Let’s face it: I’m not special. When society tells me that youth = beauty, I buy into that. When I see other women who are successfully ratcheting up their careers in the beauty or lifestyle industry, I can’t help but notice that these women are young. We do still value youth as a culture. And that scares me.  As I work to launch my career as a video content personality and skincare consultant, I worry that I’m too late. That I missed my window. That nobody values female personalities who don’t look a certain way.

Maybe that’s bullshit. I hope it is. But I still worry.

I worry and I slather on my serums and my oils and my masks. Because I want to hold on to what I have.

Because it took me forever to get here.

Because I don’t want to miss my chance.

So, yes. I stand in solidarity with everyone who vocally decries the sexist nonsense that is anti-aging marketing.
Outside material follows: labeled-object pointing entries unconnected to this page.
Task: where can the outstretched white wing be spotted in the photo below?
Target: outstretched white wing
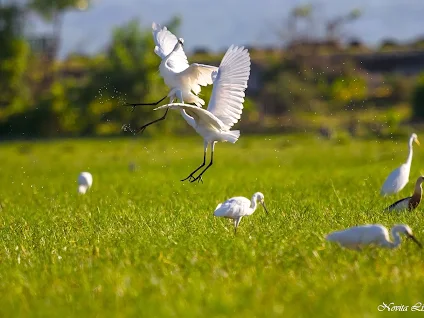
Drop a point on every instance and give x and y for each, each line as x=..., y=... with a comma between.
x=198, y=114
x=165, y=42
x=230, y=82
x=198, y=75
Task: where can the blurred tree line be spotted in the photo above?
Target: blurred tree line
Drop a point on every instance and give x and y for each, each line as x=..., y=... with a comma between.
x=84, y=95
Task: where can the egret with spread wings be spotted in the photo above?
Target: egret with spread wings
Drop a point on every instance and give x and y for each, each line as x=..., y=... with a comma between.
x=184, y=80
x=225, y=105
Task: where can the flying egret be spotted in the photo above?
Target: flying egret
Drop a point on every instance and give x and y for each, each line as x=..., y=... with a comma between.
x=184, y=80
x=85, y=180
x=237, y=207
x=370, y=234
x=399, y=177
x=409, y=203
x=225, y=105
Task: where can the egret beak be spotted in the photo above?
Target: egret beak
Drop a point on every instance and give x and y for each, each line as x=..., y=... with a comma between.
x=415, y=240
x=263, y=204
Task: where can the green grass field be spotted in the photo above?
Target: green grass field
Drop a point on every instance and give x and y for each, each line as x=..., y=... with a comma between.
x=143, y=244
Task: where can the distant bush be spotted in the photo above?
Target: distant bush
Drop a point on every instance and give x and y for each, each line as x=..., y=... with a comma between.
x=418, y=99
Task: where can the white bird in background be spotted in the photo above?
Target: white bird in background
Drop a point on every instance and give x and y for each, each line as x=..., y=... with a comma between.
x=409, y=203
x=85, y=180
x=184, y=80
x=370, y=234
x=237, y=207
x=399, y=177
x=225, y=105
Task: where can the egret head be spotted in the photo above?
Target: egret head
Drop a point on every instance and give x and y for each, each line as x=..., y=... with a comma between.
x=405, y=229
x=260, y=197
x=414, y=137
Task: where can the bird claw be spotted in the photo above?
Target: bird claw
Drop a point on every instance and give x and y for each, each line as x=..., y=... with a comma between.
x=189, y=178
x=198, y=178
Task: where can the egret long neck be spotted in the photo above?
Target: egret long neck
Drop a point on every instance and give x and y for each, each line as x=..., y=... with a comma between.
x=253, y=204
x=409, y=160
x=396, y=241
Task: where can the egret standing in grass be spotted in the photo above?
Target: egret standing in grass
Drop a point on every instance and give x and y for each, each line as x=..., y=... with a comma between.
x=399, y=177
x=371, y=234
x=85, y=180
x=184, y=80
x=237, y=207
x=225, y=105
x=409, y=203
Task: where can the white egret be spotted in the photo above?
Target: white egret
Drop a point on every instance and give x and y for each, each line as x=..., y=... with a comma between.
x=370, y=234
x=85, y=180
x=184, y=80
x=225, y=105
x=409, y=203
x=237, y=207
x=399, y=177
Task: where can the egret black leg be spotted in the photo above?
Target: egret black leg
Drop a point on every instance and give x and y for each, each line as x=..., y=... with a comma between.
x=134, y=105
x=202, y=165
x=199, y=177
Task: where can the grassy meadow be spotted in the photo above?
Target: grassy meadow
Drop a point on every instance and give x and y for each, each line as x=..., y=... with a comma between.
x=141, y=243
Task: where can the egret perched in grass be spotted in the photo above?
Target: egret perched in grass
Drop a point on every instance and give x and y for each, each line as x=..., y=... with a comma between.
x=237, y=207
x=399, y=177
x=85, y=180
x=409, y=203
x=370, y=234
x=184, y=80
x=225, y=105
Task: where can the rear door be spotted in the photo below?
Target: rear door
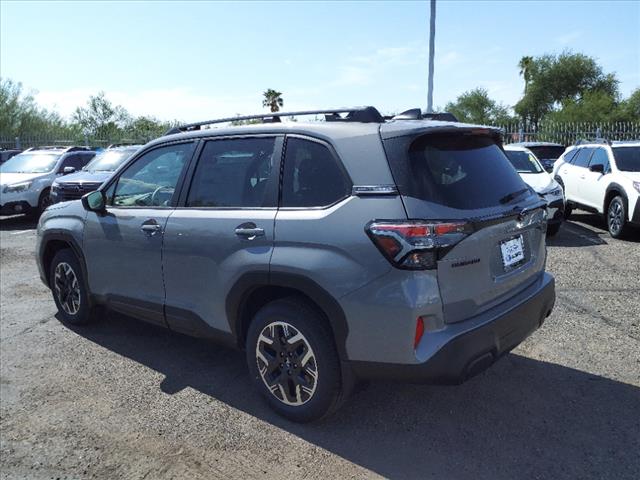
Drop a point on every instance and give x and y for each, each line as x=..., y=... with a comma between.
x=467, y=177
x=222, y=229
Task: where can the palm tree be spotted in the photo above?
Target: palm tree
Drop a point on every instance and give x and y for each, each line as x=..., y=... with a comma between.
x=525, y=64
x=273, y=100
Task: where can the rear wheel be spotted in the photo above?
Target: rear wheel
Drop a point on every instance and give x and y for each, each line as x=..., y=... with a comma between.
x=617, y=217
x=293, y=360
x=69, y=289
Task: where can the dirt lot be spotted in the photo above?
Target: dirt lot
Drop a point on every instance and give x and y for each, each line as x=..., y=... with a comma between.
x=121, y=399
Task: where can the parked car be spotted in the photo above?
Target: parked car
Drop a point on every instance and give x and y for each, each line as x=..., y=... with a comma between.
x=603, y=178
x=546, y=152
x=25, y=180
x=92, y=175
x=531, y=171
x=7, y=154
x=330, y=251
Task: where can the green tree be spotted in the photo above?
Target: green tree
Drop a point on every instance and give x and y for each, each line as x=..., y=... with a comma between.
x=552, y=81
x=475, y=106
x=100, y=118
x=272, y=100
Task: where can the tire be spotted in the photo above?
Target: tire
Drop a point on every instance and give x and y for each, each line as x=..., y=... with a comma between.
x=320, y=375
x=69, y=288
x=616, y=217
x=553, y=229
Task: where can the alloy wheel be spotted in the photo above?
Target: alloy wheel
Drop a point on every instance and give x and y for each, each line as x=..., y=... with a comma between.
x=286, y=363
x=67, y=288
x=615, y=217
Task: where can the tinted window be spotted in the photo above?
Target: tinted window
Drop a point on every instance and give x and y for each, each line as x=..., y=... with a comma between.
x=312, y=176
x=233, y=173
x=547, y=152
x=582, y=158
x=523, y=162
x=150, y=181
x=627, y=158
x=600, y=157
x=465, y=172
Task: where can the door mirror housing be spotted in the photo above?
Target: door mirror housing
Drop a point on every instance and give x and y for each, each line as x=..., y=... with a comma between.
x=94, y=201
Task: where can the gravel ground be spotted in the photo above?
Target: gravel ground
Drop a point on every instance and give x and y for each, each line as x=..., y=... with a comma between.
x=121, y=399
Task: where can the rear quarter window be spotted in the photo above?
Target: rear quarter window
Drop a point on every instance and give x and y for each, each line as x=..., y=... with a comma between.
x=458, y=171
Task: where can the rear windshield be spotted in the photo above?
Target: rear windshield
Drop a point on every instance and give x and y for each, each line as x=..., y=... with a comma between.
x=464, y=172
x=627, y=158
x=523, y=161
x=547, y=152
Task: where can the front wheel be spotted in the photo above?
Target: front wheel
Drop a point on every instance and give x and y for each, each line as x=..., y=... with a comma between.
x=69, y=289
x=293, y=360
x=617, y=217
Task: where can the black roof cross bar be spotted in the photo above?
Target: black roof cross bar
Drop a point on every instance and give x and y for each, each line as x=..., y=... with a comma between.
x=354, y=114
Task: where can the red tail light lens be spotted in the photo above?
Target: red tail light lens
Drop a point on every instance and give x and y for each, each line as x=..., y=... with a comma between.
x=416, y=245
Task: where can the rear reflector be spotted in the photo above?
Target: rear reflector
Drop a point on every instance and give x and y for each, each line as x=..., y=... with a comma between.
x=419, y=332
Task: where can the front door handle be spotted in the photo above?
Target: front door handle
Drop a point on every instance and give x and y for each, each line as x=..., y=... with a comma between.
x=150, y=227
x=249, y=231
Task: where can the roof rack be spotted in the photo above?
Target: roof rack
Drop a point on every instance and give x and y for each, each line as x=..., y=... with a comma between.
x=354, y=114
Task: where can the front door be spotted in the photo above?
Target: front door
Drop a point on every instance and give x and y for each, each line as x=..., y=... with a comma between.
x=222, y=229
x=123, y=246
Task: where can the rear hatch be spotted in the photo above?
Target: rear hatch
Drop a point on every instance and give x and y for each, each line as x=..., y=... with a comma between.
x=462, y=175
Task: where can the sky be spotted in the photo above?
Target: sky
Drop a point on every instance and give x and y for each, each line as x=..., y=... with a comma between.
x=195, y=60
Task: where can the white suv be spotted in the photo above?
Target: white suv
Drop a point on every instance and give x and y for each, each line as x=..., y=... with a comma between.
x=25, y=180
x=603, y=178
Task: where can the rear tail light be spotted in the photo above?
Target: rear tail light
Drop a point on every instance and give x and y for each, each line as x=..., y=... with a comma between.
x=416, y=244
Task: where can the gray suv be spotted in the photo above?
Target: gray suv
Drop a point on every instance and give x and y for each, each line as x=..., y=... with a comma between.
x=356, y=248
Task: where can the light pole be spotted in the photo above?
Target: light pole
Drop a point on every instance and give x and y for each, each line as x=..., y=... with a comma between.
x=432, y=39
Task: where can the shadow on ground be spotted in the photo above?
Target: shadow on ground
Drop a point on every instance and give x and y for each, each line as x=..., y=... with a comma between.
x=521, y=419
x=18, y=222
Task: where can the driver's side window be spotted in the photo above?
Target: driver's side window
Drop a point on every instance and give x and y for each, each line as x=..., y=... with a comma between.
x=151, y=180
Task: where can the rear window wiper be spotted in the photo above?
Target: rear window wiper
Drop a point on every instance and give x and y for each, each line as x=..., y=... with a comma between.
x=512, y=196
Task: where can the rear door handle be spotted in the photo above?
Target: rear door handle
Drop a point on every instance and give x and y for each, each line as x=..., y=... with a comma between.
x=150, y=227
x=249, y=231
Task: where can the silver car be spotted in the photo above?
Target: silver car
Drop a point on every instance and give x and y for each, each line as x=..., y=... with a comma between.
x=355, y=248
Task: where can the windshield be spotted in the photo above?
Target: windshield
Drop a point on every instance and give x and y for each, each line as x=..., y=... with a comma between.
x=523, y=161
x=548, y=152
x=30, y=163
x=459, y=171
x=627, y=158
x=109, y=160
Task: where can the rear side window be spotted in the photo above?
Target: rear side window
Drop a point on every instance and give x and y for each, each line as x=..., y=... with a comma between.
x=312, y=176
x=464, y=172
x=600, y=157
x=233, y=173
x=582, y=158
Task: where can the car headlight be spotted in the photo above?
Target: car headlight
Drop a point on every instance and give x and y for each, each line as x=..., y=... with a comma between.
x=17, y=187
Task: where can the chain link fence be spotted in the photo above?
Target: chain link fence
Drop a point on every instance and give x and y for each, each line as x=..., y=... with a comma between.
x=567, y=133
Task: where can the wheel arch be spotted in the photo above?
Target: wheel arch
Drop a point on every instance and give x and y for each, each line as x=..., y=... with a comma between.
x=254, y=290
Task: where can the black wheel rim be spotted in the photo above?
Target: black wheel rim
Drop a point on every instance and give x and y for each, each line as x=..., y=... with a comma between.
x=615, y=217
x=287, y=363
x=67, y=288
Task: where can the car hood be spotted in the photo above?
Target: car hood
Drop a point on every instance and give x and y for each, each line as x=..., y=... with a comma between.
x=538, y=181
x=10, y=178
x=634, y=176
x=85, y=177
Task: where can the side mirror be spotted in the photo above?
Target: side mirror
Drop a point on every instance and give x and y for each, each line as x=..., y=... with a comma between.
x=94, y=201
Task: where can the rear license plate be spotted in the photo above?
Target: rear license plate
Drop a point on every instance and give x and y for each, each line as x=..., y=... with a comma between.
x=512, y=251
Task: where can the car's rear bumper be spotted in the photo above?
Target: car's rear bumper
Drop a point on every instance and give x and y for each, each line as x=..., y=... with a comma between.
x=469, y=347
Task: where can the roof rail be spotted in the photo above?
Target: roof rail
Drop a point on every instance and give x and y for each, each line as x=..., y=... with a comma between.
x=354, y=114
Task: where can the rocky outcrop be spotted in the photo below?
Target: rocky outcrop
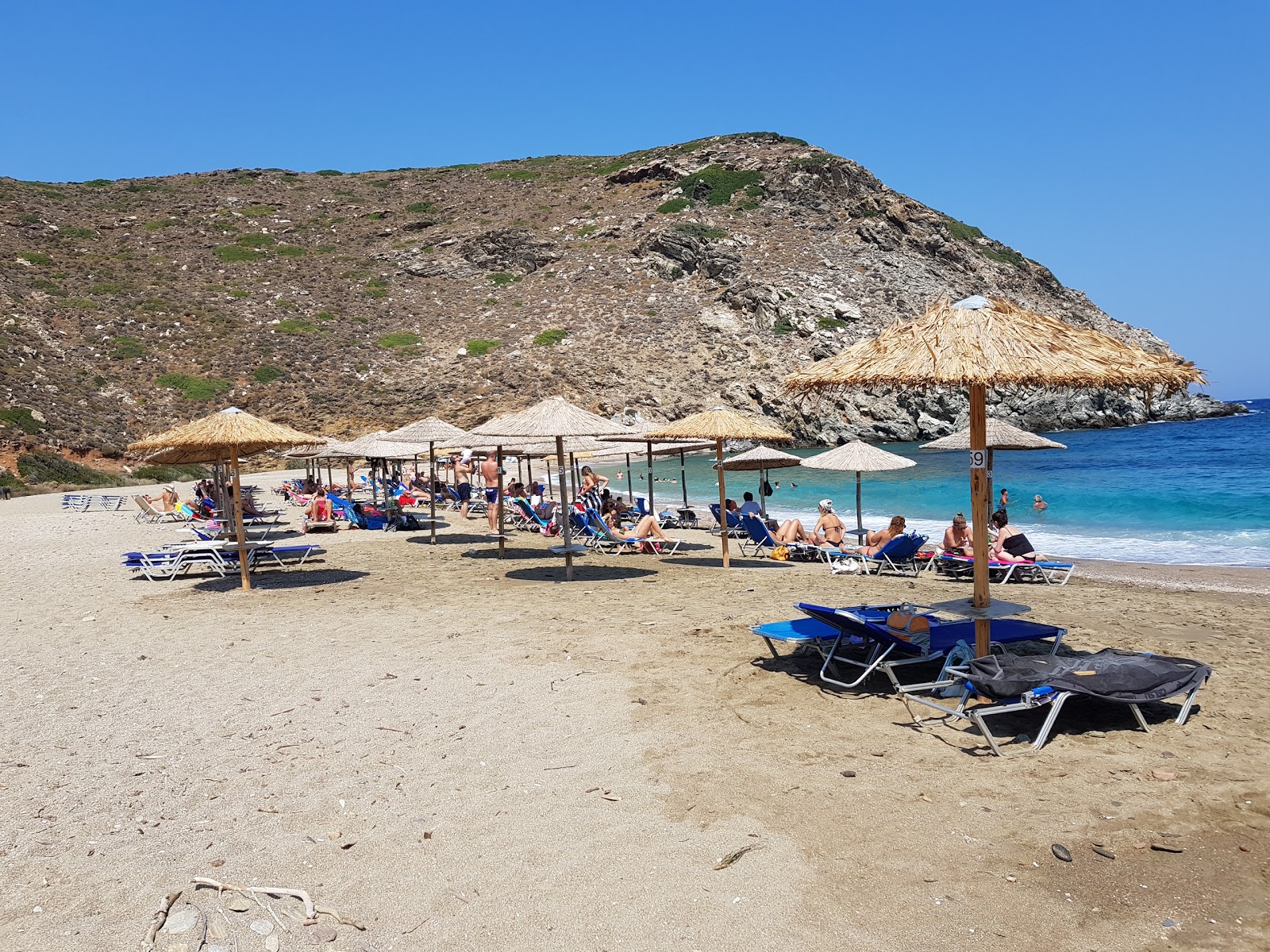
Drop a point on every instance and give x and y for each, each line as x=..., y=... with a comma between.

My hat off to every woman who eschews that surgery, who flaunts her natural self, who flies the finger at toxic notions of beauty. But I also feel every single one of you who still wants to hold onto her youth. Who wants to stave off change for as long as possible. Who is fighting to feel confident and beautiful even as life exacts its tolls.

It’s ok to age. It’s ok to look your age. But it’s also ok if you’re not ready for it. The only person you have to answer to is yourself.